I received a copy of Tracks by Eric D. Goodman from the author in exchange for an honest review.
About the Book:
The setting: a train. The characters: its passengers. In a series of overlapping short stories, the latter are introduced. As each takes the spotlight for a story, as the train makes its steady way from Baltimore to Chicago, the tales of those aboard unfold.
My first thought when I heard about Tracks was that the premise and the way the novel’s format reflected it sounded quite intriguing. Goodman pulls these off even better than I’d hoped. I’ve never read anything quite like Tracks.
First, there is the format of the novel itself. It begins as the train is boarded in Baltimore and ends as the passengers disembark in Chicago. In between, time is just fluid enough to make sure everyone’s story told. The way Goodman subtly shifts back a few hours or jumps ahead a little in time has the neat effect of creating that sort of discombobulated feeling you get while traveling on long-distance public transportation, that sense that you’re somehow apart from the outside world, in transition, as you make your way from one place to another. Very effective.

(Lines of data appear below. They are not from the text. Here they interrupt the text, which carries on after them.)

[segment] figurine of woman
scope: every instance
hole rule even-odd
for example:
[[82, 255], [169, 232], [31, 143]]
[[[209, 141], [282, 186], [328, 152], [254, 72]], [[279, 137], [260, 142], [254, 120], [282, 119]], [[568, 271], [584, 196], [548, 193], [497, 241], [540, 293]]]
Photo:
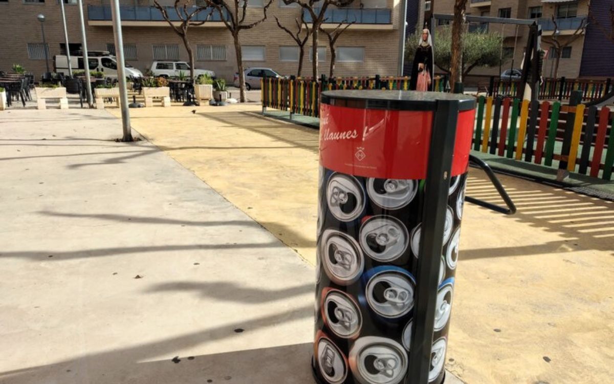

Goodman also lets his characters observe one another. The most common point of contact is the lounge car, which most (if not all) characters visit at least once during the trip. Here they are described in narratives not their own by certain identifying features: a dragonfly pin, a planner, a military uniform. When each character’s story comes up in the progression, we learn about the significance of each item. With each new story the reader experiences, another piece of the puzzle falls into place. The next time a character visits the lounge car or passes someone in the aisle, there is an ever greater chance of it being someone we’ve already met, one of the stories we’ve already read. And if it isn’t, there’s a good chance we will. It’s a fascinating way to build up a connected group of people, even if it is only the reader and not the characters themselves who perceives them as being linked. This approach also allows Goodman to develop his characters by showing how each reacts to fellow passengers as well as to events that occur on the train. This casual layering of perspectives is extremely well done and rather delightful to experience.
The characters’ stories are immensely varied. Some are happy or hopeful while others are painful, sad, or even scary. Some are resolved, others are not — just like in real life. Each one gets a few pages in the limelight, though. We learn why these people are on the train, why they are traveling or returning to Chicago, a bit about their histories, their families, their doubts and dreams. For the number of characters in Tracks, each is remarkably well fleshed out.
I think my favorite part of Tracks was how it makes you realize everyone has a story. How often have you sat on a train, or a bus, or a plane, and seen your fellow passengers as just people? Even if you’ve talked with them, it’s doubtful you’ve gotten their full, uncensored story. I think it can be hard to remember sometimes that every person you encounter has at least as much going on as you do. Goodman lets his characters make those snap judgements about one another we’ve all made, while simultaneously revealing that each character is so much more than that initial impression. Each story would have worked on its own, but together, linked by the thin thread of the train, they amount to something bigger than the sum of the parts. Goodman accomplished this masterfully in Tracks.
I’ve now read a couple of books where the structure ties in with the novel itself (the other that comes to mind is Cloud Atlas by David Mitchell). What books have you read where this is the case?